Investigating Multi-View Consistency of CLIP Features

Hannah Laugaland^1*, Daniel Korth^2*
¹Norwegian University of Science and Technology, ²Technical University of Munich
^*Conducted during exchange at KAIST

This repository is part of the final project for the AI617 course held by Prof. Joseph Lim at the Korean Advanced Institute of Science and Technology (KAIST). Here, we investigate the multi-view consistency in CLIP features, propose several ideas to increase multi-view consistency, and discuss the results and challenges we face.

Motivation & Problem Statement

The advancements in training on large-scale image data have led to the development of highly capable visual foundation models. These models exhibit strong generalization capabilities, offering valuable semantic information from 2D images. Recent efforts have aimed to extend the capabilities of these models into the 3D domain, such as in 3D generation [1] and scene understanding [2, 3]. Despite these advancements, the extent to which these foundation models truly comprehend 3D environments remains unclear. Particularly, Vision Language models like CLIP [4] and SigLIP [5] face challenges in understanding 3D environments and lack multi-view consistency [6].

In this project, we aim to investigate CLIP's multi-view (in-)consistency. Here, we consider a model to be multi-view consistent if it produces similar embeddings for images taken from different camera viewpoints. We believe that the lack of multi-view consistency in CLIP is due to the training data, which is primarily composed of single-view images. To address this, we propose to train a head on top of CLIP that enforces multi-view consistency. We evaluate our approach's effectiveness by measuring the learned features' multi-view consistency.

Approach & Walkthrough

In the following, we walk through the steps to run our experiments and reproduce our results. We discuss our approach's challenges and design choices along the way. The repository is based on the Lightning-Hydra-Template.

Quickstart

# initialize conda environment
conda create -n mvc-clip python=3.8
conda activate mvc-clip

# install requirements
pip install -r requirements.txt
pip install -e .

We conduct all our experiments on a single NVIDIA GeForce RTX 2080 Ti. The code is written in Python 3.8 and uses PyTorch 1.10.0.

Dataset

The model should be trained on data that includes multiple views of the same object to train a multi-view consistent head. Also, images of the same object from different views must be related to each other. We use the Objaverse dataset, which provides 3D models of objects together with a caption. More specifically, we focus on the food and drinks category as this category provides the most descriptive captions. We use Blender to render images from these 3D models to create a multi-view dataset.

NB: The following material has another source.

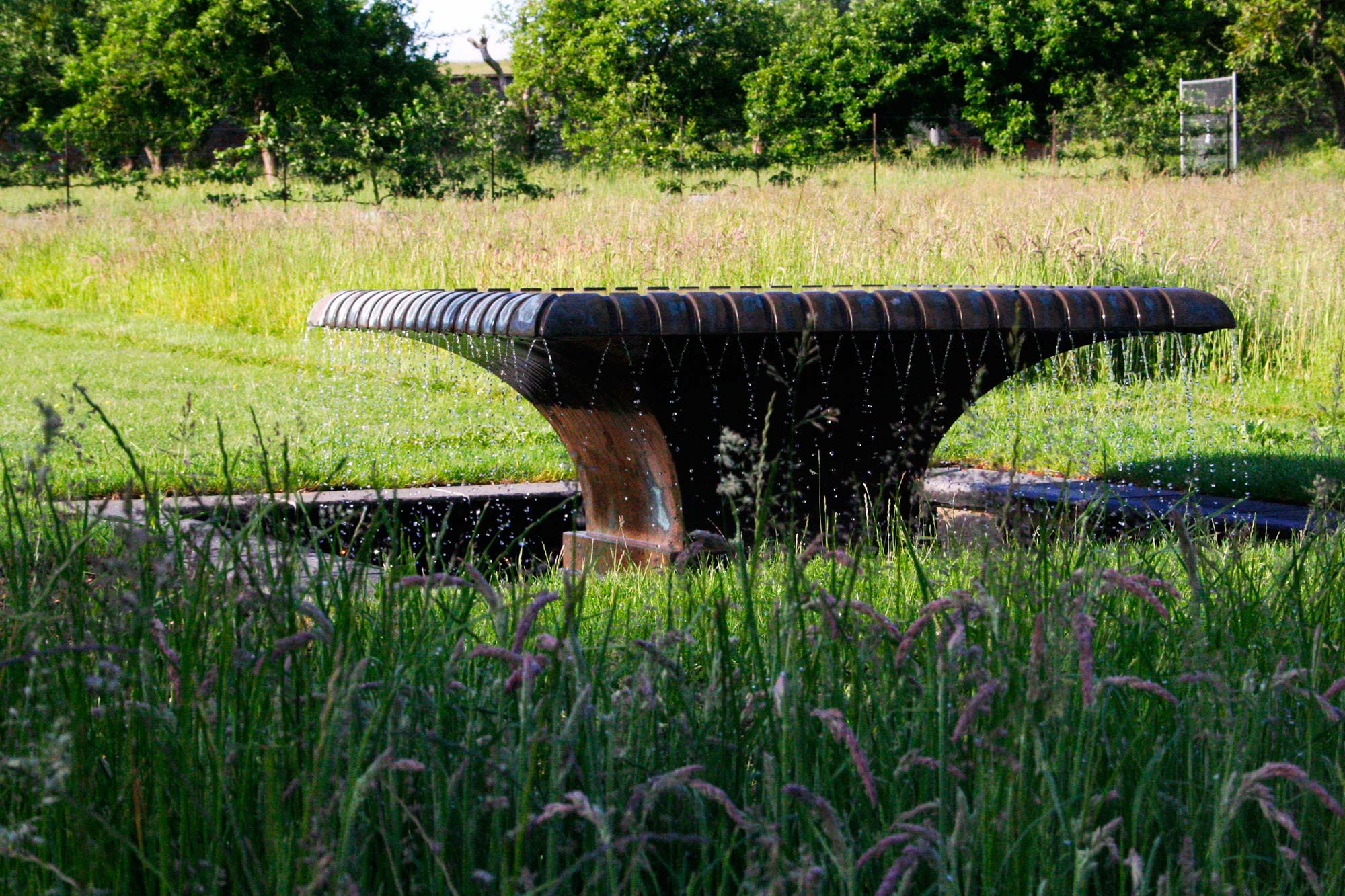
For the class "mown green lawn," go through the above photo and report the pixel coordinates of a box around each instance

We rendered every object from 6 different azimut angles and three different elevation angles, giving 36 images per object. Images and captions are then passed through the CLIP encoder to obtain embeddings.

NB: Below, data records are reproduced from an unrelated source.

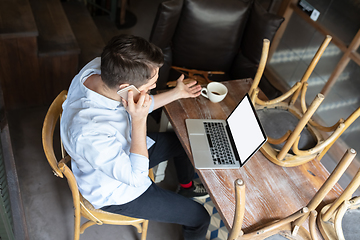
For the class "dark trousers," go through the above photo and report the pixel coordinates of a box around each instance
[101,132,210,240]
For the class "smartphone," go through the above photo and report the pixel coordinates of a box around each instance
[117,85,140,102]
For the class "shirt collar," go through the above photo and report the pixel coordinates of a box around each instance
[80,69,120,110]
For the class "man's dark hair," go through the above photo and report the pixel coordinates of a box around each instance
[101,35,164,88]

Before starting, please add a default.yaml file in the ./configs/local directory with the following content:

base_dir: path/to/project/root
data_dir: ${local.base_dir}/data
objaverse_dir: ${local.data_dir}/objaverse

Then, you can run the following commands to download the dataset, render the data, and obtain CLIP embeddings:

# download the objaverse dataset (food & drinks subset)
python scripts/download_paths.py 
# render the data from different views
python scripts/render_data.py
# obtain CLIP embeddings
python scripts/get_vlm_embeddings.py +vlm='clip'
# generate train/val/test split
python scripts/generate_splits.py

Baseline

We compare our results to the original CLIP embeddings. For the baseline and all experiments, we compute and visualize

Inter-Object Similarity (Cosine Similarity between image embeddings of the same object)
Intra-Object Similarity (Cosine Similarity between image embeddings of different objects)
Text-to-Image Similarity (Cosine Similarity between image embeddings and associated text embedding)

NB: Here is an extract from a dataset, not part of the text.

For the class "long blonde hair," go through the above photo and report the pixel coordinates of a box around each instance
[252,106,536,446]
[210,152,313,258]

Mean and Standard Deviation are computed across all objects for Inter-Object Similarity.

For every experiment, there will be a corresponding folder with logs and everything in the logs directory, with accompanying figures and metrics. To evaluate the baseline, run the following command:

python scripts/train.py experiment=baseline

Inter-Object Similarity

There is perfect Similarity along the diagonal since this is the Similarity between the same image embeddings. We see nine distinct blocks. This is because every object is rendered from 3 different elevation angles, and 6 different azimut angels. The Similarity between images with the same elevation angle is noticeably higher.

Intra-Object Mean Similarity

Along the diagonal, there are blocks with higher Similarity. These blocks correspond to the Similarity between the embeddings of the same object. The upper left block shows Text-to-Text Similarity. The long, narrow blocks on the top and the left show Text-to-Image Similarity. The Similarity between images from different objects is, generally, a high Text-to-Image Similarity, but there is large variation and little structure.

Method

One of the main challenges is to define a suitable objective. Here, we present 3 different objective functions along with results and discussion.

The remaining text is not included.